In a decision that many employment lawyers saw coming, the Supreme Judicial Court declared on June 13 that managers of limited liability companies are personally liable under the Massachusetts Wage Act if they substantially participate in formulating financial policies. The ruling puts to rest any doubts on this issue that arose after a justice of the superior court ruled in 2011 that, because the Wage Act does not specifically mention LLC managers but does say that corporate presidents and treasures can be held personally liable, the managers are exempt.
The lower court decision had already been contradicted by at least two other superior court judges, who read the Act’s broad liability language to cover LLC managers despite the reference to corporate officers, a reference that was added to the law in 1932 at a time when LLCs did not even exist. Noting this point and other liability referneces in Chaper 149, Sections 148-150, the SJC made relatively short work of the issue. It seemed to consider the point that LLC managers are liable if they make decisions that violate the Wage Act to be a rather obvious one. To rule otherwise, it seems, would irrationally create an easy route to avoid the law’s requirement that employees be paid the wages they earn on the job.

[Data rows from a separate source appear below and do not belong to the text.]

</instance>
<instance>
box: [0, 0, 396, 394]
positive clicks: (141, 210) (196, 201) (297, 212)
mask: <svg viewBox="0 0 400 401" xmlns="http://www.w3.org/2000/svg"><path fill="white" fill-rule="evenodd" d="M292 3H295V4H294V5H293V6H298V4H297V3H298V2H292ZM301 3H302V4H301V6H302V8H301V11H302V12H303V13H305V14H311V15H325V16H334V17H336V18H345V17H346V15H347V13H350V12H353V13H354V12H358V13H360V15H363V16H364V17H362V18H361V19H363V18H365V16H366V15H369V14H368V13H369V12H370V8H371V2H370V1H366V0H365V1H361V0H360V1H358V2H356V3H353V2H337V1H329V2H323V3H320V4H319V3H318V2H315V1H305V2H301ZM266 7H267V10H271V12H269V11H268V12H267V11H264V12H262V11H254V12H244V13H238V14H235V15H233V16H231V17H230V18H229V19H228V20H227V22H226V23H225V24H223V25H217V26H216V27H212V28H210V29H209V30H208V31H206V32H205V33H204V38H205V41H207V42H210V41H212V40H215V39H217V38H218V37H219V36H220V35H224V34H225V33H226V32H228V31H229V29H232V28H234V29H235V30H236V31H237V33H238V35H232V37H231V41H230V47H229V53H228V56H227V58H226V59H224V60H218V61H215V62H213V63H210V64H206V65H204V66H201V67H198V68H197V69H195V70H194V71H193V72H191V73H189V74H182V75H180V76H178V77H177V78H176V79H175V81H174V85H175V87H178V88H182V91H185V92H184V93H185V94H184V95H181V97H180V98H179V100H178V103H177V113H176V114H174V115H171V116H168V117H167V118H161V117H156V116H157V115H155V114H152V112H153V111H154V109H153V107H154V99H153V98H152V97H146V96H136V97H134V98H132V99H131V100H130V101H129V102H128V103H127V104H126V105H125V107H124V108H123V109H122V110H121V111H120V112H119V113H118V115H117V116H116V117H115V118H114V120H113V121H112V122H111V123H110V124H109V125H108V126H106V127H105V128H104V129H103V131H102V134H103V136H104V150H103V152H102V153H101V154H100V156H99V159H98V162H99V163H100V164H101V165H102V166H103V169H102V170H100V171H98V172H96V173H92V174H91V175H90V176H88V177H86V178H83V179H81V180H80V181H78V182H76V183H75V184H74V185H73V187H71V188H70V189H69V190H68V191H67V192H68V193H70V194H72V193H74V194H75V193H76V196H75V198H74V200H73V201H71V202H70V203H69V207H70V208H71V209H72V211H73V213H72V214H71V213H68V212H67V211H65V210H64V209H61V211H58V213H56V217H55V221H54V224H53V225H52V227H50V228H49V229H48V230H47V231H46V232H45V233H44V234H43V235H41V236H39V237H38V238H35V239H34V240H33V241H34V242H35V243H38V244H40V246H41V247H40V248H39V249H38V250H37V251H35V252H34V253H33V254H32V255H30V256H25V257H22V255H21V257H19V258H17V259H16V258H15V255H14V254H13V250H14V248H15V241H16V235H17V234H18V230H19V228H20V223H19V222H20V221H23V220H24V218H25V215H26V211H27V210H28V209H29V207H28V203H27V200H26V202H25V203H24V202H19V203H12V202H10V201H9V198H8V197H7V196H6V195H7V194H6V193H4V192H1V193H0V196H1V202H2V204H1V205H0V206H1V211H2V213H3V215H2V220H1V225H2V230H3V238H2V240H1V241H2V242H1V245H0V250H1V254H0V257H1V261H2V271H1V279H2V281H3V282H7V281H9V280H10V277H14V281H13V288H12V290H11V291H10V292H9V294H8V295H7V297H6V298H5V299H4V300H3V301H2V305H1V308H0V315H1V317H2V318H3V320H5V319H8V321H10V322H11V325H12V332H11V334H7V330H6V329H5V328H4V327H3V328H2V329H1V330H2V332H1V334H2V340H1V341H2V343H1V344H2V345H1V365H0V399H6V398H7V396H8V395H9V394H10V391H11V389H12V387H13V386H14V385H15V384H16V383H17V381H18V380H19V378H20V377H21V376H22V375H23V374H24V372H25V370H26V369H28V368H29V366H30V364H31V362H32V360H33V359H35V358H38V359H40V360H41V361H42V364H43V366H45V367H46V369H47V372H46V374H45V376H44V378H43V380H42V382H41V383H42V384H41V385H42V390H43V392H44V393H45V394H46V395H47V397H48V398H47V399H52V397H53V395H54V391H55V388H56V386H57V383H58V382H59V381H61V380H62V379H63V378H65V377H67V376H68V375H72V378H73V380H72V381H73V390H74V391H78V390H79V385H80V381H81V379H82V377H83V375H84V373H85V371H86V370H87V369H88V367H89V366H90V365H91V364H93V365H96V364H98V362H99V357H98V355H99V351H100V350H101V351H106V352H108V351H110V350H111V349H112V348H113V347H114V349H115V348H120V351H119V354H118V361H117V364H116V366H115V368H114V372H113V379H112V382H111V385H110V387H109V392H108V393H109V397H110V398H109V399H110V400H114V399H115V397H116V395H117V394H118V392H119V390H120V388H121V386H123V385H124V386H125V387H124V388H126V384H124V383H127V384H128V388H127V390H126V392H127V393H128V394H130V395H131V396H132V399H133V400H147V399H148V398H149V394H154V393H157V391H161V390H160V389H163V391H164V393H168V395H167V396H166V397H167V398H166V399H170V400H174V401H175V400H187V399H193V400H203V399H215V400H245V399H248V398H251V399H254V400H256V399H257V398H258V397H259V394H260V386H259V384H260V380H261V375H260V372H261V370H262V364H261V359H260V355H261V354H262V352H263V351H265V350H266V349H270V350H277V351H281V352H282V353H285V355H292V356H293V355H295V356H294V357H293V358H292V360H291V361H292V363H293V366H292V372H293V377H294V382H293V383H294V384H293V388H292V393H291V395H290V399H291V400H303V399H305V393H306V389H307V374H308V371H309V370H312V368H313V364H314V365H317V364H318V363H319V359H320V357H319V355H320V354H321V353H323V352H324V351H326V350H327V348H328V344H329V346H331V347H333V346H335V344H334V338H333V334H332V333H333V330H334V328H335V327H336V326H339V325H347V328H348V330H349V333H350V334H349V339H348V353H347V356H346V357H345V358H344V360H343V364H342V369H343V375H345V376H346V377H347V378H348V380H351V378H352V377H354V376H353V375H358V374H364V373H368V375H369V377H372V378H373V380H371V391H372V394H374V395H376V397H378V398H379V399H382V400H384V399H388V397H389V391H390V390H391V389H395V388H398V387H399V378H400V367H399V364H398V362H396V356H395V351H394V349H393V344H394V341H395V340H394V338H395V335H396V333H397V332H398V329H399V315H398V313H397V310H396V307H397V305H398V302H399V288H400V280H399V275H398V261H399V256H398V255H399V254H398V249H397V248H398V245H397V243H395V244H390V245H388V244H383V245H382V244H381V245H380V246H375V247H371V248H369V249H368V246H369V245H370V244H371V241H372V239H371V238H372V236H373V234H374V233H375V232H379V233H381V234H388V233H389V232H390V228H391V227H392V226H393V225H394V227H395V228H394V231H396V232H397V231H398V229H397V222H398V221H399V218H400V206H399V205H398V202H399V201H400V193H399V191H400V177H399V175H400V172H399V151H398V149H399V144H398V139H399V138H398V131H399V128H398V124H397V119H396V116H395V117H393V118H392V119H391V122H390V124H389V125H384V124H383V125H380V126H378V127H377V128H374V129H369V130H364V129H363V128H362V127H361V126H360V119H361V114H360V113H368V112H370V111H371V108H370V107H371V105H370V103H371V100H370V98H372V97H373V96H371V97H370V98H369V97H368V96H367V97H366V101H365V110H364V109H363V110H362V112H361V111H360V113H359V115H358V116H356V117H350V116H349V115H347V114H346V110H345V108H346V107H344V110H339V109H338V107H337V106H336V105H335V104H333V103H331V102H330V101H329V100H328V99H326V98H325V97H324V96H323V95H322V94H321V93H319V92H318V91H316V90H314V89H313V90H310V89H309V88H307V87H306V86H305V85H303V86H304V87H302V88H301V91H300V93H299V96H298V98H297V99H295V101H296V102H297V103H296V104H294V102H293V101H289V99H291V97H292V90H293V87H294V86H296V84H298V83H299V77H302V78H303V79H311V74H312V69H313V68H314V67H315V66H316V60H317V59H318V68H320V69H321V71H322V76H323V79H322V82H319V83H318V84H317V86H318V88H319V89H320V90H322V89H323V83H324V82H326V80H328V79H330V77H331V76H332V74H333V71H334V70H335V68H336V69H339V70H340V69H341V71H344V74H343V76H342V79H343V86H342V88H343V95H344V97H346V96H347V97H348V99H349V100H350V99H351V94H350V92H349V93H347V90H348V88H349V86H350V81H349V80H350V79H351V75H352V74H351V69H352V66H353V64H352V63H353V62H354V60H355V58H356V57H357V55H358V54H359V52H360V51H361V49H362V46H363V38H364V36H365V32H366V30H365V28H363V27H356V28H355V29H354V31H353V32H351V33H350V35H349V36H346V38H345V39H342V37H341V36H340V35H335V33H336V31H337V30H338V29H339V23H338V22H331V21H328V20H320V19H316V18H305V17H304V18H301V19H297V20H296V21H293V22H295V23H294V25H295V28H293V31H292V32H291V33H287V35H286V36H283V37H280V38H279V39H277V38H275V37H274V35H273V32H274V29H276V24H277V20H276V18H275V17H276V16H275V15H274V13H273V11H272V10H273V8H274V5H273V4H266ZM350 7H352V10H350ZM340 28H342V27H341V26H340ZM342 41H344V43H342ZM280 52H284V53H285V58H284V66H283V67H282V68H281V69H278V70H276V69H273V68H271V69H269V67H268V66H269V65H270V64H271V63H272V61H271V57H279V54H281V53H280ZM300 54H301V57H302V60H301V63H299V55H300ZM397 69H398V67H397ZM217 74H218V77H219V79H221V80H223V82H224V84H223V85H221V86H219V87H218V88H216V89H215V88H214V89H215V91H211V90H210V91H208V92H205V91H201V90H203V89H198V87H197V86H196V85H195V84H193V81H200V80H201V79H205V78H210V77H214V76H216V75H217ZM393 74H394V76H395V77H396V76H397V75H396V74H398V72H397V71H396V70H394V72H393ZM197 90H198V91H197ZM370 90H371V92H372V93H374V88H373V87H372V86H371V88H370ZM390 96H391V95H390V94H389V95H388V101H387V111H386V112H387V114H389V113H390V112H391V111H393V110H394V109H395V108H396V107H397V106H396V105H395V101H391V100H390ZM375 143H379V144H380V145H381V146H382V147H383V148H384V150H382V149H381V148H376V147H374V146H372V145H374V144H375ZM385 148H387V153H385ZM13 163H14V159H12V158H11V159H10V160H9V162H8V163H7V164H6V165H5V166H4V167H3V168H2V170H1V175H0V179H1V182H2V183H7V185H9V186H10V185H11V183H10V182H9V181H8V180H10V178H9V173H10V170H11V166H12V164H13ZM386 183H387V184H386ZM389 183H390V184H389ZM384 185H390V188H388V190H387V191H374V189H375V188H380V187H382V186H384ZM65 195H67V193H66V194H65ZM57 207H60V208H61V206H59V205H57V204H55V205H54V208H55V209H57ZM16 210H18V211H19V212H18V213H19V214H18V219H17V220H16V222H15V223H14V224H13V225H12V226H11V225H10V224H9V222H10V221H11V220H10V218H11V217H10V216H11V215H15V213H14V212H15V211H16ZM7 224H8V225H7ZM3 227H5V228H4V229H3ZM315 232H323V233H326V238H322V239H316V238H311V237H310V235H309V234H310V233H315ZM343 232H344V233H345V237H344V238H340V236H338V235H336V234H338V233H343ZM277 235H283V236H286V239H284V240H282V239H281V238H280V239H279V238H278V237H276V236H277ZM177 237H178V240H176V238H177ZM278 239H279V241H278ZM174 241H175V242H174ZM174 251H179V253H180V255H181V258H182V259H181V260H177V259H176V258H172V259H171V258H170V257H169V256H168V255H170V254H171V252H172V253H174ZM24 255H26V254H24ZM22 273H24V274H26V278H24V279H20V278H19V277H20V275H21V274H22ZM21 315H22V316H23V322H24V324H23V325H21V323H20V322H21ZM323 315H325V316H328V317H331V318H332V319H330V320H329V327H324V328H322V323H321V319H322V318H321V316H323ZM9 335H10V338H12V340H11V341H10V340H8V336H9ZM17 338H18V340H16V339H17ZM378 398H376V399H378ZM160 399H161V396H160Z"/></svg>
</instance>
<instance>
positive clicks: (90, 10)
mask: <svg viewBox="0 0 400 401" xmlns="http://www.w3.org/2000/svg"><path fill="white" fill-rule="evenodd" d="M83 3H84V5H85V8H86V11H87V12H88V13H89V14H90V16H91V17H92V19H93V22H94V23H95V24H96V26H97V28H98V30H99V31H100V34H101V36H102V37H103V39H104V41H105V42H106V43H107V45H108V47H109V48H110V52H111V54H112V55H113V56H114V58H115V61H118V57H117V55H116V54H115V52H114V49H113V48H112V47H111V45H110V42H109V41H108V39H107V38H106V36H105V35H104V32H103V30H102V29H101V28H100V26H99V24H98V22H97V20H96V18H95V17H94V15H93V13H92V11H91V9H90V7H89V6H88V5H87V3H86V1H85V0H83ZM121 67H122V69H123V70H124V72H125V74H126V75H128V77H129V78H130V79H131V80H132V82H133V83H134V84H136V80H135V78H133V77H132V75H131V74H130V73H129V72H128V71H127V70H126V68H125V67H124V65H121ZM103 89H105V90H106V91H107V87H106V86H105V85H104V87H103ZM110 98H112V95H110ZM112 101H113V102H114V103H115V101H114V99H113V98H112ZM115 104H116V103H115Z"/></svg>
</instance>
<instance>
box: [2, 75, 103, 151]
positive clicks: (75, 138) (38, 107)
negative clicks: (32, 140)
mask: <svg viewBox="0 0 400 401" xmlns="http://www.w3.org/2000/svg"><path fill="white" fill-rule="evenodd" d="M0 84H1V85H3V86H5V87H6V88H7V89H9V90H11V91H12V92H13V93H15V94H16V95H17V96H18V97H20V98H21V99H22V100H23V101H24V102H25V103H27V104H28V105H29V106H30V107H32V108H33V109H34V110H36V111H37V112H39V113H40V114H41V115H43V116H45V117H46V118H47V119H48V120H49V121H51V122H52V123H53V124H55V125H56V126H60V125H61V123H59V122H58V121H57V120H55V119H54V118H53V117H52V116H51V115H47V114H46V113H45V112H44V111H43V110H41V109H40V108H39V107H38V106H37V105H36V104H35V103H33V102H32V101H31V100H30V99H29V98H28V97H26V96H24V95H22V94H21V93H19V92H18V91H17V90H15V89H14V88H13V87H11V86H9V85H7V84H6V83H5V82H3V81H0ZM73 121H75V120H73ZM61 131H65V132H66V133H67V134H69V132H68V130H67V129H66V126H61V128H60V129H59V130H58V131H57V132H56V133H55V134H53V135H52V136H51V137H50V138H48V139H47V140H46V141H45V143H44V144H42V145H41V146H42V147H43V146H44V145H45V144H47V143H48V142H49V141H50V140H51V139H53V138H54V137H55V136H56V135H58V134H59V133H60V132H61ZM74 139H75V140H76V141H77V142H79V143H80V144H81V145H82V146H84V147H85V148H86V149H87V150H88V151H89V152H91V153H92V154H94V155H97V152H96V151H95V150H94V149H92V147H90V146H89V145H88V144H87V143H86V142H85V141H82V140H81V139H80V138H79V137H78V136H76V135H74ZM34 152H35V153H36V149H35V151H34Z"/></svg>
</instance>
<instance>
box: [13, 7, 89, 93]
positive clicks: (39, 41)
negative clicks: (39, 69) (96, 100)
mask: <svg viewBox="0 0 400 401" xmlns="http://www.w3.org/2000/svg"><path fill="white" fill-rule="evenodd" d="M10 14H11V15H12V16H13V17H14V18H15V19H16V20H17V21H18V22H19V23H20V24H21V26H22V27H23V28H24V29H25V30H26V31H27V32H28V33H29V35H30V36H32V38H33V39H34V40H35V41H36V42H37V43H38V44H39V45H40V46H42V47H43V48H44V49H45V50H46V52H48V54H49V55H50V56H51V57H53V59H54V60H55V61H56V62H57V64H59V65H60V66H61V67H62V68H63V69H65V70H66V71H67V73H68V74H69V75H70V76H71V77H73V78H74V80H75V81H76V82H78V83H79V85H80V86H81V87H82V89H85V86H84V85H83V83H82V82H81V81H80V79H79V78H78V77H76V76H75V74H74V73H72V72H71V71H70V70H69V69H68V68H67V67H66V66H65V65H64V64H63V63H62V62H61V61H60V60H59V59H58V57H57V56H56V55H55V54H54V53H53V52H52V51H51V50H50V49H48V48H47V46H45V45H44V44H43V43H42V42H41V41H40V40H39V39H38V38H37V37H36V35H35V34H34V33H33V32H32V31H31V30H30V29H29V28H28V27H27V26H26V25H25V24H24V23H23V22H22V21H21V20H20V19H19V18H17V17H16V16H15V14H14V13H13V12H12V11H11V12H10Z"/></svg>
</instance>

“We do not read these provisions of G.L. c. 149, § 148, as a legislative effort to single out for individual liability only the officers or managers of the specific types of entities mentioned in the statute. Rather, the inclusion of the provisions on corporate officer liability and public officer liability serves to illustrate the circumstances in which an individual may be deemed a ‘person having employees in his service’ under G.L. c. 149, § 148,” the court held. The case is Cook v. Patient EDU, LLC.